I've built early hot rods and full-bodied customs, and each time I tackle one I think it's easier to do the other! A fenderless roadster, for example, goes together almost like a large model kit. There's an awful lot of fabrication involved though, unless you buy all the components, whereas a custom involves major bodywork, especially when a chop is involved. So I seem to have ended up alternating between rods and customs when I build a car. All this means that when I meet someone who builds one type of car over and over, I am full of admiration, especially when they turn out a new car every couple of years or so.

Paul Harper is one such guy, who keeps churning out very nice full-bodied cars. In the mid-'90s he built a '49 Cadillac convertible for his wife, Barbara, with a chopped folding top, and while he loves the car, which Barbara still owns, it started the gears turning in his mind to build a '50s Caddy hardtop custom. He just needed to find the right car in the right condition at the right price! It wasn't as if he didn't have other projects on the go, so Paul had plenty of time to search out the perfect candidate. It was five years later that an ad in the Seattle Times offered up a 1951 Cadillac hardtop, and less than 10 miles from home! According to Paul, "I called, looked, dickered, and bought it. Also included was a '52 parts car and a 500ci motor and Turbo 400 trans, all for $2,100, which was a super deal even in 2000." The '51 had rusty floors, no front seat, and needed a total restoration, but it was exactly what he'd been searching for.

The Cadillac had to wait its turn while Paul finished up a '51 Merc woodie and a '41 Ford convertible, but Paul was mentally making plans for its transformation, until 2006, when its slot in the garage became vacant.

Stripped to bare metal, it transpired it needed rocker panels, door bottoms, and had a number of dents. "Rocker panels are available, and the parts car had good doors," Paul says. "So it was time to cut the top. My plan was to cut 3 inches out of the crown in the roof above the rear window, thus leaving the stock glass in place, and also making it easier to reuse the original stainless trim." This required the roof be lengthened about 5 inches, so he used the front half of the roof from the parts car, meaning there'd only be one seam to weld across the center of the roof, in addition to the seam above the window.
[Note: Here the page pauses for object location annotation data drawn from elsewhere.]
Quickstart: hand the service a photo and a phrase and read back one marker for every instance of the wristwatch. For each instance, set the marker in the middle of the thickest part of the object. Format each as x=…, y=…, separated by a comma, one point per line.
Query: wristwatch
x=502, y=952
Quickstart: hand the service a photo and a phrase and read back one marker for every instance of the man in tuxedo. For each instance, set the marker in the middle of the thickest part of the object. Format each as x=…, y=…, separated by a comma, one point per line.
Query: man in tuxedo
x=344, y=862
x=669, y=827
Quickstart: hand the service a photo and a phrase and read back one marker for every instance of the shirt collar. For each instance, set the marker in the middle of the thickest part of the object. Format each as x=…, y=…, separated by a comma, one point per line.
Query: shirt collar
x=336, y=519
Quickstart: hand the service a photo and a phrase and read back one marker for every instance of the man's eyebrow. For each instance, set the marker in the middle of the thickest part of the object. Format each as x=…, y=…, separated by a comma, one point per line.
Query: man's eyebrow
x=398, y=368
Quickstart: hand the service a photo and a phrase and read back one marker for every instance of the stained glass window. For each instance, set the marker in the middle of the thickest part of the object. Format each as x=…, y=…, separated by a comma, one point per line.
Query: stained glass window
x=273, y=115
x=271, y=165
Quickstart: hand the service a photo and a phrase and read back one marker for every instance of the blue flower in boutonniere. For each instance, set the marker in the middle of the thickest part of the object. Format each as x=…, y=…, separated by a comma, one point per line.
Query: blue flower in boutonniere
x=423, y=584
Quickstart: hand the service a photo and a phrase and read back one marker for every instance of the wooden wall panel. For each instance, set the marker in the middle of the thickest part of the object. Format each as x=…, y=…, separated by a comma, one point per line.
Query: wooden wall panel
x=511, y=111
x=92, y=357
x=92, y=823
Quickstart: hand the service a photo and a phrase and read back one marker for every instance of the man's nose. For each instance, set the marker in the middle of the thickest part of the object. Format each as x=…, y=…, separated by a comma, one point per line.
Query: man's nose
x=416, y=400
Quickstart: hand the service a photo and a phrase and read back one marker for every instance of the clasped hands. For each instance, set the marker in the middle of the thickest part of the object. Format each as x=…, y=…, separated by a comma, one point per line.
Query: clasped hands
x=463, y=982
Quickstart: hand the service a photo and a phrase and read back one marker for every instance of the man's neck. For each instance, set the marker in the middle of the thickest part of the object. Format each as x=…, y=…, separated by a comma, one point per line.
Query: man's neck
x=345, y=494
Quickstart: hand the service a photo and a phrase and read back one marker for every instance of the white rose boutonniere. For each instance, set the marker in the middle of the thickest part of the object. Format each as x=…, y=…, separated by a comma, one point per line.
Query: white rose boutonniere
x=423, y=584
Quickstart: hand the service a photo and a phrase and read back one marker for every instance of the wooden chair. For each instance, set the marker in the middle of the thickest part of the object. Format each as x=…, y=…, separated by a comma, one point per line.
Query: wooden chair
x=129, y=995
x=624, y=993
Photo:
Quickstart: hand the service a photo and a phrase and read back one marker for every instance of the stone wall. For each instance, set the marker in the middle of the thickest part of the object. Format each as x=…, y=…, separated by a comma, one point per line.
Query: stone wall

The early '50s Cadillacs had a very high roof crown, and this is a great way to chop them without altering the backlight, or even sinking it into the rear deck, which often interferes with the trunk hinges. Of course new side glass and the windshield needed cutting, but it's that rear glass that is so often the stumbling block. Paul actually cut and installed the laminated windshield himself and was pleased that he got it right the first time!

Having made mental plans for over 10 years, Paul wasted no time in locking himself in the shop, marking out the cut lines, then cutting, bracing, fitting, and tacking it all back together. He figured he may as well work through until it was done, as he wouldn't sleep anyway! Starting early in the morning, by 10 p.m. he was able to stand back, check his work, and get some rest. The following day he rolled the Cad outside to get a better look. Pleased with the result, he finish-welded everything and then removed the body from the frame to replace the rockers, fix the floors, fill the firewall, and tackle the chassis and drivetrain work, unencumbered by the body being in place.